L’autobiographie comme l’autoportrait supposent généralement un «pacte» selon le terme désormais consacré du critique Philippe Lejeune –explicite ou tacite- par lequel l’auteur s’engage à rechercher, en toute sincérité, la vérité sur soi et sur son passé.
La vérité sur soi est-elle à ce point inaccessible au langage ?
Cette étude examine divers écrits autobiographiques permettant de réfléchir sur la dimension mystificatrice de ce genre littéraire, avant de dégager les bénéfices secondaires de la confession, puis de confronter l’autobiographie à ce «mentir-vrai» dont Louis Aragon fit le titre d’un roman.

I. La confession autobiographique est-elle une mystification ?

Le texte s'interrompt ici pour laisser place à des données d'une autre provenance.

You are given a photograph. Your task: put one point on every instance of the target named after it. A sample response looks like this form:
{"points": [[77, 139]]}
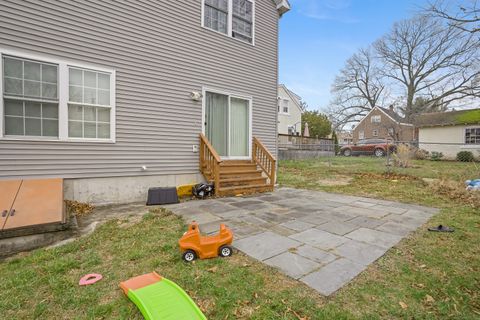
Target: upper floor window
{"points": [[472, 136], [361, 135], [284, 107], [234, 18]]}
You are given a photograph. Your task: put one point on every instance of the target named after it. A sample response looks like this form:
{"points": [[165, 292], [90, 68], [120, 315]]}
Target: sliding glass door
{"points": [[227, 124]]}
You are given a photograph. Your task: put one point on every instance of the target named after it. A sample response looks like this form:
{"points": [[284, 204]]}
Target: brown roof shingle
{"points": [[450, 118]]}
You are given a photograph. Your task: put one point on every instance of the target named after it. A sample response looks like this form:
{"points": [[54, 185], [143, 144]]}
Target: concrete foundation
{"points": [[119, 190], [292, 154]]}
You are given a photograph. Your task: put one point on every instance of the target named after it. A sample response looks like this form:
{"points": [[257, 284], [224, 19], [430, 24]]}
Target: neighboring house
{"points": [[449, 132], [289, 112], [112, 96], [383, 123], [344, 138]]}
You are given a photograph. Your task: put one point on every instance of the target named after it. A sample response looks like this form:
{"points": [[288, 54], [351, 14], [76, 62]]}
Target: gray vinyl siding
{"points": [[161, 54]]}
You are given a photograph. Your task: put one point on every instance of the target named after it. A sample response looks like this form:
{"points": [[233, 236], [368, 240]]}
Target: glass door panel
{"points": [[239, 127], [216, 122]]}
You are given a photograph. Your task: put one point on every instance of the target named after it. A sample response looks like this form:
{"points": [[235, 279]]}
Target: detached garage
{"points": [[450, 132]]}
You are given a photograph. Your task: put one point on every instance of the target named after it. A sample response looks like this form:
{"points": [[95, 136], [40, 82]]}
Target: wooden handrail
{"points": [[264, 159], [209, 162], [210, 147]]}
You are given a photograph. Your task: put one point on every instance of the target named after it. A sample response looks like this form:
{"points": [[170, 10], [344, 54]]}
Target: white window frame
{"points": [[469, 145], [63, 92], [361, 135], [379, 117], [231, 95], [230, 22], [281, 106]]}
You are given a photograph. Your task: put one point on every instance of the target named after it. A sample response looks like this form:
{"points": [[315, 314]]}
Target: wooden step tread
{"points": [[253, 186], [227, 164], [242, 172], [242, 179]]}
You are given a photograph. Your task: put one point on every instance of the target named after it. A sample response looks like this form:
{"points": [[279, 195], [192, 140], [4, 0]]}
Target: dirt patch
{"points": [[456, 191], [388, 176], [335, 181]]}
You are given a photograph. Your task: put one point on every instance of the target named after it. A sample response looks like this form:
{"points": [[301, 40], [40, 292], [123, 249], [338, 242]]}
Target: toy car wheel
{"points": [[189, 255], [225, 251], [379, 153]]}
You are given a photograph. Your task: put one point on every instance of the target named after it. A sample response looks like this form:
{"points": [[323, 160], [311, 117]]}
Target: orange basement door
{"points": [[25, 203]]}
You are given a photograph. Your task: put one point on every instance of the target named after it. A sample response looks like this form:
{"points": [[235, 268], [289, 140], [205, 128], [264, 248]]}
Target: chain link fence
{"points": [[391, 153]]}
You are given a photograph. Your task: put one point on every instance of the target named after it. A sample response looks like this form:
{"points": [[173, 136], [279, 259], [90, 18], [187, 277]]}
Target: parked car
{"points": [[376, 147]]}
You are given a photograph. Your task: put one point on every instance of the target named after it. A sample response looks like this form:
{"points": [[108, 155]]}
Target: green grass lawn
{"points": [[426, 276]]}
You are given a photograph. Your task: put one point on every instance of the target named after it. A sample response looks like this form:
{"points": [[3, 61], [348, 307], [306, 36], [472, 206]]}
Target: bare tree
{"points": [[425, 58], [462, 16], [357, 89]]}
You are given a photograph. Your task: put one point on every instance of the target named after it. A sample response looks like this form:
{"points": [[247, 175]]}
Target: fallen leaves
{"points": [[212, 269], [76, 208], [429, 299]]}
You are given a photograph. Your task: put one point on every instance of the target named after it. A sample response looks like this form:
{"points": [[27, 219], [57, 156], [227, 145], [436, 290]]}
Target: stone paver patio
{"points": [[321, 239]]}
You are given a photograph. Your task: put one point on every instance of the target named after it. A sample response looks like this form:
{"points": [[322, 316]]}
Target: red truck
{"points": [[376, 147]]}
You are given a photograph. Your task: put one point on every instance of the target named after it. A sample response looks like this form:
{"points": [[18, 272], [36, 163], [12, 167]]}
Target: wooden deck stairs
{"points": [[235, 177]]}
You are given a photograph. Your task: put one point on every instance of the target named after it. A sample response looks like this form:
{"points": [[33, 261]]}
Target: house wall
{"points": [[448, 140], [293, 117], [401, 132], [160, 53]]}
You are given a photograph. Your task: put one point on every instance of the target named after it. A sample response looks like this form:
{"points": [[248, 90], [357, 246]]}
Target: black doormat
{"points": [[158, 196]]}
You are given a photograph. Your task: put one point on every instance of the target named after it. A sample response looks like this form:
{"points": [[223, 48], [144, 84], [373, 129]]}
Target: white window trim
{"points": [[63, 90], [230, 23], [231, 95], [470, 145], [281, 107], [361, 135]]}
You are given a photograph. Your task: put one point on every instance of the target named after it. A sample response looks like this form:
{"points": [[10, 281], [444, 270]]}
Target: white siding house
{"points": [[450, 132], [289, 112]]}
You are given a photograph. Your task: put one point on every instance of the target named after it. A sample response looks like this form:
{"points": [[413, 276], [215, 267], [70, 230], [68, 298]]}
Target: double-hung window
{"points": [[88, 104], [58, 100], [472, 135], [30, 98], [234, 18]]}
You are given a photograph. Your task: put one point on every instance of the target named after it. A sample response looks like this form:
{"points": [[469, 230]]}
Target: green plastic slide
{"points": [[164, 300]]}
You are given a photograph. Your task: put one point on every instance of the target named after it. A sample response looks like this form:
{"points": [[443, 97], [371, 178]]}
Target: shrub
{"points": [[436, 156], [465, 156], [403, 156], [421, 154]]}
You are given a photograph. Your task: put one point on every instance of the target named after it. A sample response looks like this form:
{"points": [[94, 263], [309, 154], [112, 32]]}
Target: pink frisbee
{"points": [[90, 279]]}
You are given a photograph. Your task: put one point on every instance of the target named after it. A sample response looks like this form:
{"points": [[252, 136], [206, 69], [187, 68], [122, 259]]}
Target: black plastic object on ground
{"points": [[441, 228], [158, 196], [203, 190]]}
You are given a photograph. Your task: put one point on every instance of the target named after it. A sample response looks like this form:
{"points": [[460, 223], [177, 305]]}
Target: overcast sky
{"points": [[318, 36]]}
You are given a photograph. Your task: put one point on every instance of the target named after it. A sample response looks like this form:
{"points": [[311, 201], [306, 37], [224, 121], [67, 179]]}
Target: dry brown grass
{"points": [[457, 191]]}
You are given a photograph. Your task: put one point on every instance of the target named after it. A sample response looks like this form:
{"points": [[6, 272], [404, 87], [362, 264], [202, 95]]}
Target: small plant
{"points": [[421, 154], [465, 156], [436, 156], [75, 208]]}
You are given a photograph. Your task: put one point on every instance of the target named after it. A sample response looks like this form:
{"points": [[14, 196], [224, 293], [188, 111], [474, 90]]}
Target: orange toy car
{"points": [[194, 245]]}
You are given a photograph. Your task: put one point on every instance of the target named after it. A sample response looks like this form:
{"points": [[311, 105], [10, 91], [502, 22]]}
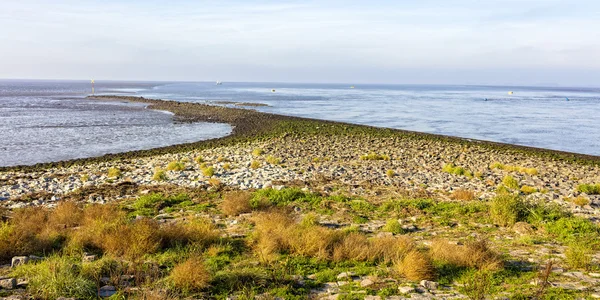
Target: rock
{"points": [[430, 285], [366, 282], [106, 291], [18, 260], [345, 275], [406, 289], [8, 284], [522, 228]]}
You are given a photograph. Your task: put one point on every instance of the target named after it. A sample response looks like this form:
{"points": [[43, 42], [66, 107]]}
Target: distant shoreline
{"points": [[250, 124]]}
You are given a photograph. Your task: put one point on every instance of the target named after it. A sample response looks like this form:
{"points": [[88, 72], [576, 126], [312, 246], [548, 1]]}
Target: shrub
{"points": [[463, 194], [176, 166], [590, 189], [56, 277], [257, 152], [415, 266], [578, 256], [390, 173], [528, 189], [579, 200], [510, 182], [393, 226], [208, 172], [452, 169], [114, 173], [160, 175], [474, 254], [375, 156], [190, 275], [273, 160], [507, 209], [235, 203]]}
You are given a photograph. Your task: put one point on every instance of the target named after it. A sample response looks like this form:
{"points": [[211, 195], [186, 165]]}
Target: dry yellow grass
{"points": [[476, 254], [191, 275], [463, 195], [415, 266], [235, 203]]}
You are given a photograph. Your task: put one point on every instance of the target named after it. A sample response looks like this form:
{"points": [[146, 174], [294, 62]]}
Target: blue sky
{"points": [[542, 42]]}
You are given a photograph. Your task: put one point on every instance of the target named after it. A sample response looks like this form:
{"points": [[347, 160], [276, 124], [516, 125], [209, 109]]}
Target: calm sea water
{"points": [[50, 120], [42, 121], [531, 116]]}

1) La mémoire sélective ou défaillante
2) Les difficultés de l’introspection
3) Complaisance et mauvaise foi

II. Les bénéfices secondaires de la confession

1) Une autojustification en quête d’absolution
2) Le sens d’une vie transformée en destin
3) Le plaisir de l’exhibition

III. Le mentir-vrai de l’autobiographie

1) La fiction de soi, instrument d’une construction identitaire
2) Un miroir tendu au lecteur

Extrait du document:

«Connais-toi toi-même» : en faisant sienne l’injonction antique du temple de Delphes, tout autobiographe en manifeste aussi les difficultés. En effet, l’analyse rétrospective permet de mettre au jour certaines motivations paradoxales, parfois inconscientes au moment de l’acte, comme le fait Rousseau dans l’épisode du ruban volé.
Pourtant, la plus grande lucidité n’empêche pas que certaines complexités du moi restent insondables, ou incompréhensibles par le sujet lui-même. C’est ce qui faisait dire à Stendhal, dans Souvenirs d’égotisme : «on peut connaître tout excepté soi-même», niant ainsi le fameux précepte grec.
Et dans le dialogue comment c’était là-bas ?comme là-bas tout fluctue, se transforme, s’échappe. Tu avances à tâtons, toujours cherchant, te tendant… vers quoi ? Qu’est-ce c’est ? Ça ne ressemble à rien…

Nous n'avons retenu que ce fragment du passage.